Estimating consumer preferences is central to many problems in economics and marketing. This paper develops a flexible framework for learning individual preferences from partial ranking information by interpreting observed rankings as collections of pairwise comparisons with logistic choice probabilities. We model latent utility as the sum of interpretable product attributes, item fixed effects, and a low-rank user-item factor structure, enabling both interpretability and information sharing across consumers and items. We further correct for selection in which comparisons are observed: a comparison is recorded only if both items enter the consumer's consideration set, inducing exposure bias toward frequently encountered items. We model pair observability as the product of item-level observability propensities and estimate these propensities with a logistic model for the marginal probability that an item is observable. Preference parameters are then estimated by maximizing an inverse-probability-weighted (IPW), ridge-regularized log-likelihood that reweights observed comparisons toward a target comparison population. To scale computation, we propose a stochastic gradient descent (SGD) algorithm based on inverse-probability resampling, which draws comparisons in proportion to their IPW weights. In an application to transaction data from an online wine retailer, the method improves out-of-sample recommendation performance relative to a popularity-based benchmark, with particularly strong gains in predicting purchases of previously unconsumed products.
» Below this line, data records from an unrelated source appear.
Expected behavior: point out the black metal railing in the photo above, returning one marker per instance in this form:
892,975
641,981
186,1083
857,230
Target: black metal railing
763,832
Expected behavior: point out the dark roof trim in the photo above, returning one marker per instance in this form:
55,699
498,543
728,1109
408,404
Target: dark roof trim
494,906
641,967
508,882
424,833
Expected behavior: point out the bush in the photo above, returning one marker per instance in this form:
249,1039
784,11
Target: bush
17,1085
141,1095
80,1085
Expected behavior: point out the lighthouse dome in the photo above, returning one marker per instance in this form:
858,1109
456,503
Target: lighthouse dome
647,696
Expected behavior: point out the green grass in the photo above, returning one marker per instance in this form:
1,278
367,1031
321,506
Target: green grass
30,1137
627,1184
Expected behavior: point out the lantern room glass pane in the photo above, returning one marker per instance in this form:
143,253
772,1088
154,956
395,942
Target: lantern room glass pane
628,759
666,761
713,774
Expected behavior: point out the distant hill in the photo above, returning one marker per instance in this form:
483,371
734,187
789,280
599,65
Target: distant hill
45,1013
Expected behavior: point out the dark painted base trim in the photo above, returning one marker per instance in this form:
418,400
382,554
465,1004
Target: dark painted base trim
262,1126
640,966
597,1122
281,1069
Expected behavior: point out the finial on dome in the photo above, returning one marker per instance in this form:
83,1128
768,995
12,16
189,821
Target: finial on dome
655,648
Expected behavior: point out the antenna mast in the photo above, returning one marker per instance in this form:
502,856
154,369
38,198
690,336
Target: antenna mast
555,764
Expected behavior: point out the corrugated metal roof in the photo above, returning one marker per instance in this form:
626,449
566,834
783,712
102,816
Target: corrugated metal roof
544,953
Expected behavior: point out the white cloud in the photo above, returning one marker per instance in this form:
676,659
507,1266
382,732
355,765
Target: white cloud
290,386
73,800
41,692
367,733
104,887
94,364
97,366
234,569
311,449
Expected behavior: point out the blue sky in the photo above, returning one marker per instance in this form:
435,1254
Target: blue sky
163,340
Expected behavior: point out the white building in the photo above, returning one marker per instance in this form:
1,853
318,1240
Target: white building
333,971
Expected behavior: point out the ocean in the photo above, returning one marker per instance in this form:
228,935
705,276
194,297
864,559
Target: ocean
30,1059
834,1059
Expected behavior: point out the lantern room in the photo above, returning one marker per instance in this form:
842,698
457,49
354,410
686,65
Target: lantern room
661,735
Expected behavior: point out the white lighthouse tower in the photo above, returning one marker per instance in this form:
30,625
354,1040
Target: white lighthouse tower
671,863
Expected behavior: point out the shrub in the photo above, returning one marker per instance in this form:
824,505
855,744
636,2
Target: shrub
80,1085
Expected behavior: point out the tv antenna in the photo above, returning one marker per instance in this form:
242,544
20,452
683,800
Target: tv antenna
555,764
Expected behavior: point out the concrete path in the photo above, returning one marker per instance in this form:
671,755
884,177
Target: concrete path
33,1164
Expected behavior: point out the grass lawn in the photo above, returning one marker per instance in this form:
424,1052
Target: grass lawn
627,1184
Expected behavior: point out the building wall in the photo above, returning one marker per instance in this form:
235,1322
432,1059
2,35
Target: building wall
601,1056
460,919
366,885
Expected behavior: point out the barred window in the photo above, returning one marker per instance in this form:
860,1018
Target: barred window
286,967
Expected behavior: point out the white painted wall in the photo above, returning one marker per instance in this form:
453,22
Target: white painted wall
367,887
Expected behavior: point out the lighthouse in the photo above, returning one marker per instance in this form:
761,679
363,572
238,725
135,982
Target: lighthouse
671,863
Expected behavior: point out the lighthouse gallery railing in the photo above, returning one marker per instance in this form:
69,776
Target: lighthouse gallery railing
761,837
Estimating consumer preferences is a foundational task in economics. Preference estimates are central inputs to structural demand and discrete-choice models that quantify substitution patterns and willingnessto-pay, enabling counterfactual evaluation of pricing, assortment, and new-product decisions (McFadden, 1973;Train, 2009). They also underpin stated-preference methods such as conjoint and choice experiments, which remain workhorse tools for product design, positioning, and market simulation when historical sales data are limited or unavailable (Green and Srinivasan, 1990;Louviere, Hensher, and Swait, 2000). In digital marketplaces, learning preferences at the individual level is equally critical for personalization: recommender systems, search ranking, and targeted promotions , often leveraging latent-factor representations and pairwise ranking objectives (Koren, Bell, and Volinsky, 2009;Koren, Rendle, and Bell, 2021). 1 arXiv:2602.16476v1 [stat.ML] 18 Feb 2026 This paper develops a new approach to learning individual preferences from ranking data. We consider settings in which researchers observe how consumers rank subsets of available options, rather than complete orderings over the entire choice set. Such ranking data may be obtained directly from surveys that ask respondents to compare or rank alternatives, or indirectly inferred from revealed preference in observed choices. For example, if a consumer chooses item j when item j ′ is also available, this choice reveals that j is preferred to j ′ . Crucially, we do not assume that researchers observe a complete ranking over all items for any individual. Instead, the central objective of this paper is to recover consumers' underlying preference structures-and, in particular, to infer rankings over unobserved item pairs-using only partial and incomplete ranking information observed across individuals.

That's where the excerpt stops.